A brief description of galactic clusters and their detection
The oldest galaxies are observed today as elliptical, and to be found in clusters. These clusters are the remnants of older protoclusters that dominated the landscape of outer space in the universe’s early years, years that witnessed the formation of the first stars and, subsequently, the first galaxies. In regions of space where the population density of stars is low and the closest cluster farther away from the closest star, more recently formed galaxies may be found. These relatively emptier regions are called ‘general fields’.
A galaxy takes hundreds of millions of years to form fully, and involves processes quite complex; imagine, the simplest among them are nuclear transmutations! At the same time, the phenomenology of the entire sequence – the first steps taken, the interaction of matter and radiation at large scales, the influence of the rest of the universe on the galaxy’s formation itself – can be understood by peering into history through some of Earth’s most powerful telescopes. The farther through their lenses we look, the deeper into the universe’s history we are gazing. And so, looking hard enough, we may observe a protocluster in its formative years, and glean from the spectacle the various forces at play!
That is what two astronomers and their team from the National Astronomical Observatory of Japan (NAOJ) have done. Using the Multi-object Infrared Camera and Spectrograph (MOIRCS – mounted on the Subaru Telescope), Drs. Masao Hayashi and Tadayuki Kodama identified a highly dense and active protocluster 11 billion light-years from Earth (announced September 20, 2012). In other words, the cluster they are looking at exists 11 billion years in our past, at a time when the universe was only 2.75 billion years old! Needless to say, it makes for an excellent laboratory, one that need only be carefully observed to answer our burning questions.
The first among them is why galaxies “choose” to cluster themselves. The protocluster, as usual named inelegantly as USS1558-003, actually consists of three large closely-spaced clusters of galaxies, with an astral density as much as 15 times that of the general fields in the same cosmic period and a star-formation rate equivalent to a whopping 10,000 Suns/year. These numbers effectively leave such clusters peerless in their formative libido, as well as naked in the eyes of infrared telescopes such as the MOIRCS, without with such bristling cosmic laboratories could not have been found.
Because of the higher star-formation rate, a lot of energy is traded between different bits of matter. However, there is an evident problem of plenty: what do the telescopes look for? Surely, they must somehow be able to measure the amount of energy riding on each exchange. However, the frequency of the associated radiation is not confined to any one bracket of the electromagnetic spectrum – even if only thermal or visible radiation is being tracked. What exactly do the telescopes look for, then?
Leave alone the quintillions of kilometers; the answer to this question lies in the angstroms, within the confines of hydrogen atoms. Have a look at the image below.

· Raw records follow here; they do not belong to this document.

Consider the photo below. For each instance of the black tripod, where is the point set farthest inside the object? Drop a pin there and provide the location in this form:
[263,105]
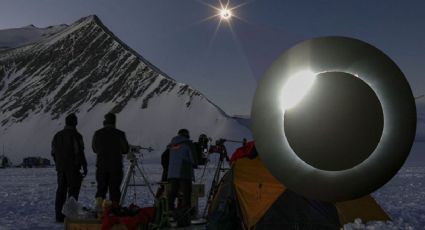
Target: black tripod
[131,172]
[221,149]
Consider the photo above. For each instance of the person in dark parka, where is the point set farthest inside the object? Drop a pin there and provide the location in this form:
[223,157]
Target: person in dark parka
[181,175]
[68,154]
[109,143]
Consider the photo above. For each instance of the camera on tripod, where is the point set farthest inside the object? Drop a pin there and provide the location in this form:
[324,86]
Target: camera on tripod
[136,150]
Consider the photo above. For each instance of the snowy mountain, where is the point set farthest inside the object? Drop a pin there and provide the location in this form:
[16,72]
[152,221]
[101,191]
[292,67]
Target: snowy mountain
[85,68]
[12,38]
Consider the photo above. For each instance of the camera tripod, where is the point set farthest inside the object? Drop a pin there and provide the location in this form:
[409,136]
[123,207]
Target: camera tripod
[221,149]
[131,173]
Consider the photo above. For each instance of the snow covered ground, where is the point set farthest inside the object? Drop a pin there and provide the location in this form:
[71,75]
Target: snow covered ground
[27,198]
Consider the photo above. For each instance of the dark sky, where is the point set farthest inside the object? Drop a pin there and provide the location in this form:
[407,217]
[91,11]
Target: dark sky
[226,65]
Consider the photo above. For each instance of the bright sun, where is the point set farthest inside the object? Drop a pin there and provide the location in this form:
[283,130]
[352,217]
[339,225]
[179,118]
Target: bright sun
[225,13]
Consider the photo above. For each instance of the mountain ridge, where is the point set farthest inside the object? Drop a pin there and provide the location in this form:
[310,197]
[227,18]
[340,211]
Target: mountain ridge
[86,69]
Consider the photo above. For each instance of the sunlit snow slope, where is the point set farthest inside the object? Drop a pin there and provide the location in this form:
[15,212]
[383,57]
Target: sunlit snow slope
[84,68]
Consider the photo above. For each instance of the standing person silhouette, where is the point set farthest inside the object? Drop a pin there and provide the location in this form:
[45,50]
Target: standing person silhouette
[68,154]
[180,176]
[109,143]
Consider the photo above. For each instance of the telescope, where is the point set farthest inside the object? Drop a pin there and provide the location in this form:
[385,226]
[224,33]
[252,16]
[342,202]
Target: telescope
[333,118]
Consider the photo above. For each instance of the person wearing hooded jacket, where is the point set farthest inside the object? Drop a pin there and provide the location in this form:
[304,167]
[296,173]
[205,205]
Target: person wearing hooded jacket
[180,171]
[110,144]
[69,158]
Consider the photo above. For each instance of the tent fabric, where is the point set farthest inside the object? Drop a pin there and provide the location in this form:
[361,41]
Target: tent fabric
[292,211]
[263,202]
[248,150]
[256,189]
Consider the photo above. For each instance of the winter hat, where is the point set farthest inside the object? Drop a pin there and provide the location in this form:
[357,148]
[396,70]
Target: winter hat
[183,132]
[71,120]
[110,119]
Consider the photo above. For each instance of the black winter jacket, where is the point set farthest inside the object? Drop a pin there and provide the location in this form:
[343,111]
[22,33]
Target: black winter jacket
[109,144]
[68,150]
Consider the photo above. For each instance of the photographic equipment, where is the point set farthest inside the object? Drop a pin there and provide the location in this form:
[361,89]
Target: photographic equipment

The galaxies marked by green circles are emitting radiation with a wavelength of 656 nm, also called H-alpha radiation. It falls within what is called the Balmer series of hydrogen’s emission spectrum, named for Johann Balmer, who discovered the formula for the eponymous series of emission-frequencies in 1885. The presence of an H-alpha line in the emitted radiation is an unmistakable sign of the presence of hydrogen: Radiation is emitted at precisely 656 nm (in the form of a photon of that wavelength) when excited electrons in the hydrogen atom drop from the third to the second energy levels.

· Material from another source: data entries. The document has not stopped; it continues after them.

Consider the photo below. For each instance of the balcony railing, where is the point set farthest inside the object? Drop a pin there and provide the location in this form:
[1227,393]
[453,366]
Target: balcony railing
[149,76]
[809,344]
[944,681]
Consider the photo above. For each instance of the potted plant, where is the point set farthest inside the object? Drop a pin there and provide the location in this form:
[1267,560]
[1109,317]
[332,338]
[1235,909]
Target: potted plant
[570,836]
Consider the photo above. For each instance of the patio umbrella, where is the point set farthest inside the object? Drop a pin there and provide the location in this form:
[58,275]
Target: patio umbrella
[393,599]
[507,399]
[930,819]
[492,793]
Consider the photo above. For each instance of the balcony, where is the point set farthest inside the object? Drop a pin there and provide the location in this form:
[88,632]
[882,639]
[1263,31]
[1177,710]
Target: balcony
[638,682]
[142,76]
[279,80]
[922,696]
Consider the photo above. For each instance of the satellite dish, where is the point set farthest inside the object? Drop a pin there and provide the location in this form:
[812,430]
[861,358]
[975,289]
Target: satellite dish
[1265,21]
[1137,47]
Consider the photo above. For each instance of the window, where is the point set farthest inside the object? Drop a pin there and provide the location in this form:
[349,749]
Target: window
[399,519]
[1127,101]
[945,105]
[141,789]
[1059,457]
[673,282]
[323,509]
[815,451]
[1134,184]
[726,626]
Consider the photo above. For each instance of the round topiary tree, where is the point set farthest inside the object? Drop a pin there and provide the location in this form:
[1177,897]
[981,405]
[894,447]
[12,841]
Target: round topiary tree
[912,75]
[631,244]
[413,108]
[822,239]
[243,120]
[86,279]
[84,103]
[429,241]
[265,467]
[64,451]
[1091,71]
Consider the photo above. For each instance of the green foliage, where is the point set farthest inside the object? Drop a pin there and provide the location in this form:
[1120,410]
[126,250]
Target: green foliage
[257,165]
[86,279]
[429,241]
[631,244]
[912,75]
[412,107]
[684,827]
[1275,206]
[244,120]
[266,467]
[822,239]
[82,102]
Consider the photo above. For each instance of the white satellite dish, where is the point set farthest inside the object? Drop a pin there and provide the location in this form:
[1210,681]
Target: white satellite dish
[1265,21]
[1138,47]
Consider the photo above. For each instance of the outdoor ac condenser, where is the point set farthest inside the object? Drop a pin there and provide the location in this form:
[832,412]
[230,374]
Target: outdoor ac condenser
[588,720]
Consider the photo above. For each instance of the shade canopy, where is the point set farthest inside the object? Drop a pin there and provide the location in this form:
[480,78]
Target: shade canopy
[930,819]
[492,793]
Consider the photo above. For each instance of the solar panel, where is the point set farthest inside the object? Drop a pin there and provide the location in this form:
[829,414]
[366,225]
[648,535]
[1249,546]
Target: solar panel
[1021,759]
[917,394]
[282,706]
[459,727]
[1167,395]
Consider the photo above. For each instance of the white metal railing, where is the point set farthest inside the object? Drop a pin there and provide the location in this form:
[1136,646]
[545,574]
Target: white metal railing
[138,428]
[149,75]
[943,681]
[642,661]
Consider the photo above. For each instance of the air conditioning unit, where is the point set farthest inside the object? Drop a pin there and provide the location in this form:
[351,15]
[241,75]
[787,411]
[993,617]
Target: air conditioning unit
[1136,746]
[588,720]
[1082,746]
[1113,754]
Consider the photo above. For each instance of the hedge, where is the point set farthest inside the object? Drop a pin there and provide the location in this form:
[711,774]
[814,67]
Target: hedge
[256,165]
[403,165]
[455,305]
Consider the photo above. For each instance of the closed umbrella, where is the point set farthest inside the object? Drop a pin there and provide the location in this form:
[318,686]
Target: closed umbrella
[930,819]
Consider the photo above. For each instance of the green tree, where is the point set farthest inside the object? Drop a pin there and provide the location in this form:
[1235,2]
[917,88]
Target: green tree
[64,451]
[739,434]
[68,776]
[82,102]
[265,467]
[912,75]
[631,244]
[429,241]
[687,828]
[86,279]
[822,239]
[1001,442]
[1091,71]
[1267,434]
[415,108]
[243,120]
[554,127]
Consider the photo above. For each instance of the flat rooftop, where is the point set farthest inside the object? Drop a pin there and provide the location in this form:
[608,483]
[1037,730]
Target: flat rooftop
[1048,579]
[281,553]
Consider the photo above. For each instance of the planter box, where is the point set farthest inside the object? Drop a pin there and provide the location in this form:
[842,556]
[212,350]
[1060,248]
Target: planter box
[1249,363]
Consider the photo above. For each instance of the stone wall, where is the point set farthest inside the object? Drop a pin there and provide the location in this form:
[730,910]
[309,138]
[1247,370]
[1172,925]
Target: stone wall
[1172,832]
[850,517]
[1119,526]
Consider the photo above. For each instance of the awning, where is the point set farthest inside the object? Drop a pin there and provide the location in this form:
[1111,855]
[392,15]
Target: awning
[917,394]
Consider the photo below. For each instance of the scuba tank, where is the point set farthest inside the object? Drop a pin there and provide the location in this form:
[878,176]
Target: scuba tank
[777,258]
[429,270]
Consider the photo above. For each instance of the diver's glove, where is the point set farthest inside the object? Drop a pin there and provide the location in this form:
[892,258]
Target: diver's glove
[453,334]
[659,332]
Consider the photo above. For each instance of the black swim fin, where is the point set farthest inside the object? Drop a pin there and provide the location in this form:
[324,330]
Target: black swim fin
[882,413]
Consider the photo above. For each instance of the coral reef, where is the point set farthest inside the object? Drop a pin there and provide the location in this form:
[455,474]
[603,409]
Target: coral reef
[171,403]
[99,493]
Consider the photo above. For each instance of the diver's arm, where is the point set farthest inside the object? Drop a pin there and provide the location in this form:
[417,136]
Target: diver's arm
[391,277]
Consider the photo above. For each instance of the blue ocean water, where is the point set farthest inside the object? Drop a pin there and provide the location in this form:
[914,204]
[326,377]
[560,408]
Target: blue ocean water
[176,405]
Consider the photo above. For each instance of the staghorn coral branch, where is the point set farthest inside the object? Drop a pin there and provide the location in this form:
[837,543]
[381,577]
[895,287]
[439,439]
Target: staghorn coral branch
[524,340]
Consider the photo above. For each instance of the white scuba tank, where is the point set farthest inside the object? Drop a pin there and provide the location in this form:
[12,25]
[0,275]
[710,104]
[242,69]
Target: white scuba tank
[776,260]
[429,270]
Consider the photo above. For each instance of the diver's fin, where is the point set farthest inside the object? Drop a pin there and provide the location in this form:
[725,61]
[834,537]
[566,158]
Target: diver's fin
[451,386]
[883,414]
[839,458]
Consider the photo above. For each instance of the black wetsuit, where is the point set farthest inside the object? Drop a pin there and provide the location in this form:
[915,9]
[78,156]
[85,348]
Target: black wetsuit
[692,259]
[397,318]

The Balmer series, and the H-α line, are important tools used in astronomical spectroscopy: It is not just that they indicate the presence of hydrogen, but where and in what quantities, too. Those values throw light on which stages of formation the stars of that galaxy are in, the influence of the reactive region’s neighborhood, and where and how star-formation is initiated. In fact, by detecting and measuring the said properties of hydrogen, Kodama et al have already found that, in a cluster, star-formation begins at the core – just where the density of extant stars is already high – and gradually spreads outward to its periphery. In the present-day, this finding contrasts with the shape and structure of elliptical galaxies, which have a different mass distribution from what an in-to-out star-formation pattern suggests.
These are only the early stages of Kodama’s and his team’s research. As they sum it up,
We are now at the stage when we are using various new instruments to show in detail the internal structures of galaxies in formation so that we can identify the physical mechanisms that control and determine the properties of galaxies.

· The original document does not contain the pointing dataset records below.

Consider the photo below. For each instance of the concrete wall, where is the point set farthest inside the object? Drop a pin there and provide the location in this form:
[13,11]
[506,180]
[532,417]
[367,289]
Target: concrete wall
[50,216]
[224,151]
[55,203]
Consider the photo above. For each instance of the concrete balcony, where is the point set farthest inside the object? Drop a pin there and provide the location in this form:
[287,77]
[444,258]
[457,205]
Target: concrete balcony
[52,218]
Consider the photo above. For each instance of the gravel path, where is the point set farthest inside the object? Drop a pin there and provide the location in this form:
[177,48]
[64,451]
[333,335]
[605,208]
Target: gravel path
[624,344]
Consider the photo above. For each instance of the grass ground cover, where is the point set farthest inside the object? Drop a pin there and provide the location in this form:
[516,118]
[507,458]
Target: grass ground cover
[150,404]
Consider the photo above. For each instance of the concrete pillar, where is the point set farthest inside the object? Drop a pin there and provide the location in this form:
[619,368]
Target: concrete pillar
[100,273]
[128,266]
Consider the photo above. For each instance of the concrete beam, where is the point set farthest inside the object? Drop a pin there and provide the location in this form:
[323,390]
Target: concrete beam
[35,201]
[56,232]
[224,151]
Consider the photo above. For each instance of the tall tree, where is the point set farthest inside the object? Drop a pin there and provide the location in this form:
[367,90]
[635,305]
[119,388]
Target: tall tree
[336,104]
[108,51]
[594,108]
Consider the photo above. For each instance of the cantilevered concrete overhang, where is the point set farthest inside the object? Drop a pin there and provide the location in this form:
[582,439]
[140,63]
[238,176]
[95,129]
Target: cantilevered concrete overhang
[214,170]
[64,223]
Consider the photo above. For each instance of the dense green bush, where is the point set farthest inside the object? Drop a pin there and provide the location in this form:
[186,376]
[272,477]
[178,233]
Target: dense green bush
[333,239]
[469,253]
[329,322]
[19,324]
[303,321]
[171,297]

Not that it needs utterance, but: This is important research. Astronomy and astrophysics are costly affairs when the genre is experimental and the scale quite big, rendering finds such as that of USS1558-003 very providential as well as insightful. We may have just spotted the Higgs boson, we may just have begun on a long journey to find the smallest thing in the universe. However, as it stands, of the largest things in the universe we have very little to say, too.